Windows icon sizes explained

A Windows ICO can hold many sizes, and the shell chooses one depending on where the icon appears. Getting the size set right - and tuning the small ones - is what separates a crisp icon from a blurry one.

A master image rendered into the Windows icon size ladder: 256, 48, 32, and 16 pixels packaged into one ICO Master 256 48 32 16 ICO

The sizes that matter, and where Windows uses them

Size Where it appears
16x16Taskbar (small), file lists and details, title bars, notification tray
24x24Some menus; high-DPI rendering of 16-pixel spots
32x32Desktop (medium), Alt+Tab switcher, dialogs
48x48Desktop large icons, Explorer medium thumbnails
64 / 96 / 128High-DPI scaling of the sizes above on scaled displays
256x256Explorer "extra large" and jumbo thumbnails
up to 768x768High-resolution frames IconWorkshop can author for Windows 10 and 11

Why the small sizes need a careful eye

At 16, 24, and 32 pixels there are too few pixels for automatic downscaling to look good: thin strokes vanish and nearby details merge into a blob.
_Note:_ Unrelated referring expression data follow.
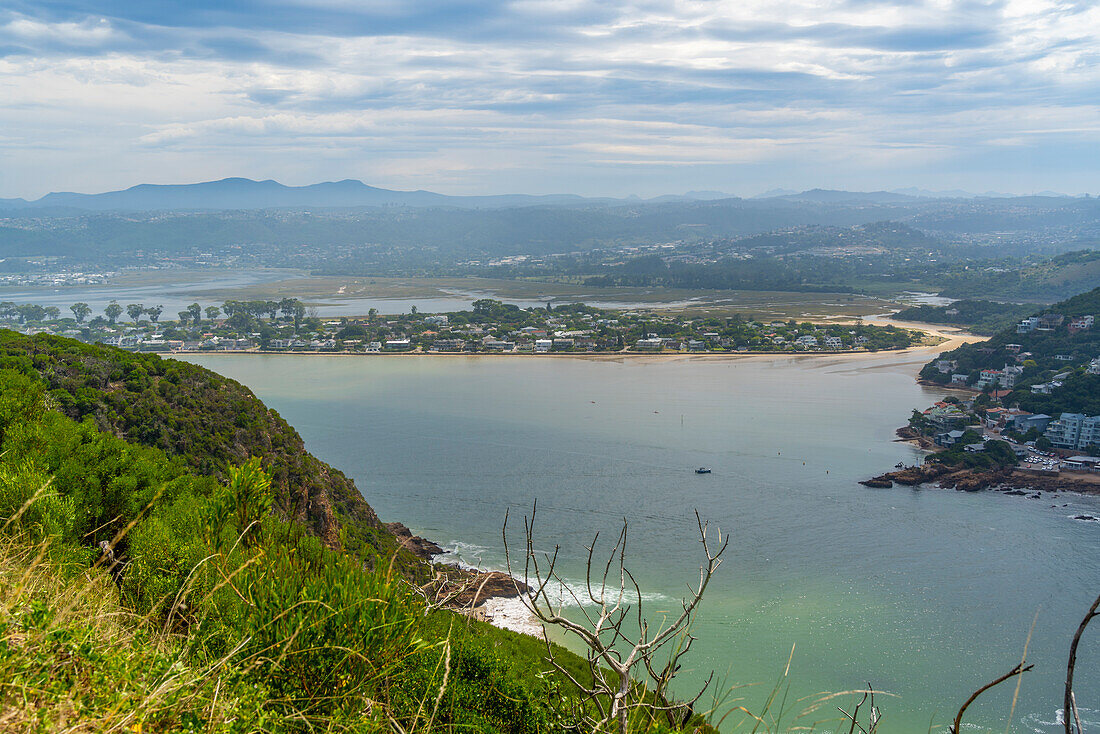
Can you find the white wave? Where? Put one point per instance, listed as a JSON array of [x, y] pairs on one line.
[[565, 592], [1037, 723], [512, 614]]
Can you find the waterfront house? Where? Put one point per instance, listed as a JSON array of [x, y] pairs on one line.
[[448, 346], [1090, 463], [1027, 325], [498, 344], [948, 438], [1074, 430], [1080, 324], [1024, 422]]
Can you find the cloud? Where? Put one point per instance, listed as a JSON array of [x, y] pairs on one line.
[[641, 95]]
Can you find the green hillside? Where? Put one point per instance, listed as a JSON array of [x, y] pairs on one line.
[[208, 613], [1053, 352], [158, 573], [207, 420]]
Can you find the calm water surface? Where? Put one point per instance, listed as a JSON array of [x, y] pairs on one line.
[[924, 593]]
Draw or correct these sizes by hand - that is exactly what Photoshop templates are for, and you can also touch them up in IconWorkshop after generating the family.

A practical size set

For most application icons, 16, 24, 32, 48, and 256 covers the Windows shell. Add the high-DPI sizes (64, 96, 128) when you target large or scaled displays. IconWorkshop builds the whole set from one source, so you are not creating each size by hand. Modern icons use 32-bit color (RGBA with alpha); the legacy 256-color and 16-color frames are rarely needed today.

Common questions

Which sizes should my ICO include?

At a minimum 16, 32, 48, and 256 pixels. Add 24, and the high-DPI sizes 64, 96, and 128, if you ship for large or scaled displays.
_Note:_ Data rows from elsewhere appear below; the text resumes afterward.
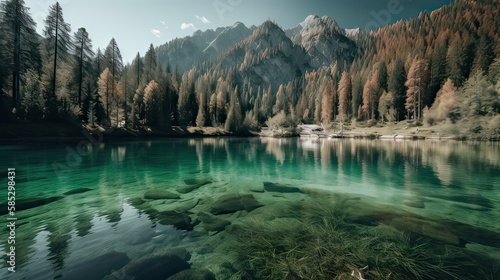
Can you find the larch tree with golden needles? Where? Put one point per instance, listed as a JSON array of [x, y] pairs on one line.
[[417, 82], [370, 95], [345, 96]]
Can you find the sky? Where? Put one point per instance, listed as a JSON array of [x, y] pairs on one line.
[[136, 24]]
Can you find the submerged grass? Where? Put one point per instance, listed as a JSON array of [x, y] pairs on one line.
[[318, 243]]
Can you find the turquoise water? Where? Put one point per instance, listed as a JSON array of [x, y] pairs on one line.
[[449, 190]]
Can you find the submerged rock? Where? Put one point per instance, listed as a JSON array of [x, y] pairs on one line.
[[232, 203], [192, 185], [97, 268], [77, 191], [468, 199], [160, 194], [415, 203], [193, 274], [188, 189], [179, 220], [156, 268], [212, 222], [282, 188], [194, 181], [431, 229], [28, 203], [473, 234]]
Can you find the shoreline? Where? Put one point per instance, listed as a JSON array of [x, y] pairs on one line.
[[49, 132]]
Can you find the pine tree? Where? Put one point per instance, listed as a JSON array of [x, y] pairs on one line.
[[151, 102], [382, 75], [438, 70], [187, 99], [150, 63], [20, 44], [370, 95], [417, 82], [445, 100], [234, 120], [345, 95], [484, 55], [386, 107], [397, 86], [58, 42], [281, 101], [458, 60], [328, 103], [357, 95], [106, 84], [114, 62], [32, 101], [113, 58], [84, 55], [137, 70]]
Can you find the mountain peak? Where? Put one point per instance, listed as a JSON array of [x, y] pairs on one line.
[[309, 20], [238, 24]]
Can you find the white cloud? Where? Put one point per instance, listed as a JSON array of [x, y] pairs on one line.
[[187, 26], [164, 24], [156, 32], [203, 19]]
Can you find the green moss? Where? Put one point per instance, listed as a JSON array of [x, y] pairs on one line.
[[320, 244]]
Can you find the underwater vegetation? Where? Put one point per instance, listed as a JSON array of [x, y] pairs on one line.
[[316, 241]]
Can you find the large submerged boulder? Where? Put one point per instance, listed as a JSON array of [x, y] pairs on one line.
[[212, 222], [232, 203], [160, 194], [157, 268], [281, 188], [180, 220], [193, 274], [97, 267]]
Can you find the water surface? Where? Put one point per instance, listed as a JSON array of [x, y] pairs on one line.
[[453, 184]]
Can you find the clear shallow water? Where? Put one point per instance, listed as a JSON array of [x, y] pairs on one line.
[[436, 181]]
What is the biggest Windows icon size?

IconWorkshop authors ICO frames up to 768x768 with an alpha channel, intended for the high-DPI sizes Windows 10 and 11 display.

Why does my icon look blurry at small sizes?

It was almost certainly scaled down from one large image. Bake dedicated 16, 24, and 32 pixel frames into the ICO and hand-tune them so thin strokes and small details survive.